Le partite più belle e il giocatore più difficile
A proposito, come funziona in quel caso? Siete “attrezzati”? «Sì, abbiamo una lista di parolacce in tutte le lingue che dobbiamo conoscere. Comunque l’evoluzione della tecnologia non riguarda soltanto il tennis, che negli ultimi anni ha già sollevato il giocatore da un pensiero importante, cioè quello di capire se la palla è buona o fuori. Dall’altra parte, però, svanisce l’interazione tra tennista e arbitro, il cui ruolo è quasi confinato alla sola squalifica di un giocatore».
Le piacerebbe continuare nel tennis? «Sì, mi piacerebbe fare ancora qualcosa, magari formando nuovi arbitri perché a livello Challenger ci sarà ancora tanto bisogno dei giudici di sedia. Lo sport fa parte della mia vita da quando ho 15 anni: tutto ciò che ho conquistato, visto e conosciuto è stato grazie al tennis».
Le cinque partite più emozionanti della sua carriera? «È davvero difficile dirlo. Intanto, direi la finale di Wimbledon 2011 tra Nadal e Djokovic. Era il primo torneo che avevo visto in tv, essere lì ad arbitrare la finale non mi sembrava vero. Anche gli arbitri sono invitati al ballo di fine torneo: è speciale, Wimbledon per me è il torneo più bello. Poi la mia prima finale Slam, Federer-Roddick allo US Open 2006; un match tra Ivanisevic e Becker, due dal carisma impressionante, a Spalato, la terra di Goran; una rimonta di Agassi su Blake a New York da due set di svantaggio, quando Andre vinse 7-6 al quinto. E la quinta è davvero difficile, potrei metterne tante: scelgo Nadal-Tsitsipas a Barcellona 2021, quasi quattro ore, una delle mie prime partite dopo l’attacco cardiaco a Melbourne».

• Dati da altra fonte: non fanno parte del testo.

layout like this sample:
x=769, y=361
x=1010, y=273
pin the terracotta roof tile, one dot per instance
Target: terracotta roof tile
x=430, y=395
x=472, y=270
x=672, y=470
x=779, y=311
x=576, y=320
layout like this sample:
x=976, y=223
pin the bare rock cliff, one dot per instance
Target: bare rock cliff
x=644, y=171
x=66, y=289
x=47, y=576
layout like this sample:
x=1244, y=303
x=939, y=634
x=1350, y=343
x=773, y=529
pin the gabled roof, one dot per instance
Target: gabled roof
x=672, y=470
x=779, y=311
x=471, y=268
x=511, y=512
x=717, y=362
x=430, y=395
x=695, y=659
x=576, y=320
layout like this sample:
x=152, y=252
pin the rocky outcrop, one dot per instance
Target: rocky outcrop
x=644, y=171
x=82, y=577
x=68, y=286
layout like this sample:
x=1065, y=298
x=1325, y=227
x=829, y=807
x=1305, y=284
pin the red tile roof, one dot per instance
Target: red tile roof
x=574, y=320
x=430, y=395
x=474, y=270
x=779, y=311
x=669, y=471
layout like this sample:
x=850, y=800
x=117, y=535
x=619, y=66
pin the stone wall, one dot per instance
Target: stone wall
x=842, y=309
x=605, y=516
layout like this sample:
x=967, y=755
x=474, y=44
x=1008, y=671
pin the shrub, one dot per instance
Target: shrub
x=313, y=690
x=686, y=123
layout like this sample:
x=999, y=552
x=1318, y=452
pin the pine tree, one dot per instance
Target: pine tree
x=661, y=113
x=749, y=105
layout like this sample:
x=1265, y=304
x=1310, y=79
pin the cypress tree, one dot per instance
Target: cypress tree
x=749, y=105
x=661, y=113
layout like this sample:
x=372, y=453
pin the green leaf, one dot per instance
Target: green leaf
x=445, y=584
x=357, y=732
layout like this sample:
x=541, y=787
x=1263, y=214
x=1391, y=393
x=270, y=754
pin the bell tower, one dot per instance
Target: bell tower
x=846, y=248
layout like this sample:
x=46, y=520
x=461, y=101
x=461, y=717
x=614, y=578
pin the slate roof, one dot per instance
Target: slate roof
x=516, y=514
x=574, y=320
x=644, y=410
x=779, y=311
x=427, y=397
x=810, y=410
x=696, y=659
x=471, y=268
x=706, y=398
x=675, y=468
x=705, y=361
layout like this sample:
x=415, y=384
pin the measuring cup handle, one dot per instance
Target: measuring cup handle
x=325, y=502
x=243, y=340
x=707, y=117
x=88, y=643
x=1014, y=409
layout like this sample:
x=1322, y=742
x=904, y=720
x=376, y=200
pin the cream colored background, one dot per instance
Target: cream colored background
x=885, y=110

Il giocatore più difficile da arbitrare? «Non ci sono giocatori difficili, ma situazioni difficili. Dipende molto da come va la partita, che può complicarsi anche se in campo ci sono giocatori tranquilli».
Per esempio? «Parlo sempre di un match di Coppa Davis tra Cile e Argentina, nel 2000. Giocavano Massu e Zabaleta, due piuttosto tranquilli. C’erano 15.000 persone allo stadio, ma era un pubblico calcistico. A un certo punto, qualcuno ha lanciato qualcosa in campo: Zabaleta è andato a raccoglierlo e a consegnarlo al raccattapalle, ma il pubblico pensava che ci stesse litigando. Hanno iniziato a lanciare in campo pietre, seggiolini e qualunque cosa avessero in mano, costringendo i giocatori a tornare negli spogliatoi dove c’erano persino i carabinieri e il papà di Zabaleta con la testa tagliata. Io non so come non mi sono fatto niente, ma è stato impressionante. Doveva essere una partita tranquilla, il Cile era favorito, invece si è trasformata in un inferno. In 40 anni è stata la cosa più impressionante che ho visto su un campo da tennis».